Martinez is in the process of making a toolkit that teaches beginners how to create their own text-generating chatbots. Like Sinders, she is less interested in big data, with its acceptance of hegemonic ‘universal’ language, than the sort of data that account ‘…for the nuances of small, marginalised, or intentional communities – their identities, lexicons, vernaculars, sexualities, and sub/cultures.’ She asks: ‘How do we prepare data sets and set up guidelines that protect the bodies of knowledge of our communities… rooted in shared, agreed-upon values?’ She believes that making a project community-facing has the potential to demystify AI and reduce the power of the major tech companies which dominate the field.
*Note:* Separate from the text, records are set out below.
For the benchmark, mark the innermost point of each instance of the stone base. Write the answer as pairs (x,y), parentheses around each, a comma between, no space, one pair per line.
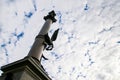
(24,69)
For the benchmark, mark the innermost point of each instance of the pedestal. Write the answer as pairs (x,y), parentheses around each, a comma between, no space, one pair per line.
(24,69)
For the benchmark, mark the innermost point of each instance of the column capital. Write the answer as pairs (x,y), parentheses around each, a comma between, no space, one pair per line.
(51,16)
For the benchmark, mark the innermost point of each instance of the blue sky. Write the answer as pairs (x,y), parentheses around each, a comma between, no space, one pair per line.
(87,47)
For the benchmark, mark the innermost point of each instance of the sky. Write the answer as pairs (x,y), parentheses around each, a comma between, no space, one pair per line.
(88,43)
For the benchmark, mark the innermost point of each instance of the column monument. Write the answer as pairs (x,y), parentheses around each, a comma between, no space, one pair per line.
(30,68)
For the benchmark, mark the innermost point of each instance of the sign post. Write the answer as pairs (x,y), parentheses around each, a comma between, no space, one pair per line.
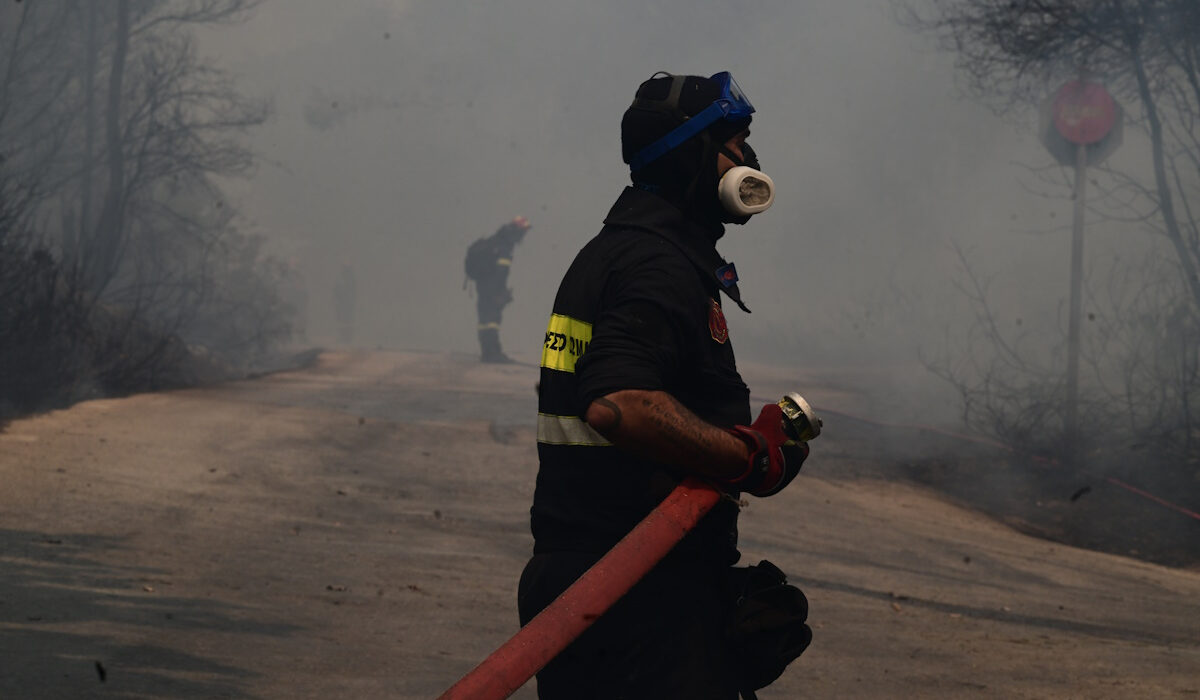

It may be a small act of protest, but re-thinking how algorithms can be educated could prove to have a significant impact, if tech companies are pressured to adopt their tactics and make their models more ethical and equitable.
Like Feminist Data Set, Queer AI is a work-in-progress and will continue to evolve as language evolves. So far, it has a landing page with a growing community of users, and a functioning chatbot that has gone through its trial stages. Ultimately, however, the success of the project will be judged less by the quality of the automated conversations it generates than by the ongoing process of critique and debate. The aim is to provoke, interrogate and experiment, all in the name of protest.
Conclusion
This chapter started with a radical demand for feminists to take action against ‘the monstrous complexity of our (digital) reality’ and the criticism of Haraway for not providing ‘guidelines for practical emancipatory politics’. In this context, new projects are emerging that seek to fill the vacuum and challenge the dominant paradigm. While ‘algorithmic oppression’ may indeed be embedded within the ‘operating system of the web’, it is reasonable to expect that awareness of bias, discrimination and injustice will grow over time – not because of the goodwill of the big tech companies, but because of the persistence of activists like Caroline Sinders, Emily Martinez and others who hold them to account and offer up alternatives which push for a more ethical and equitable future.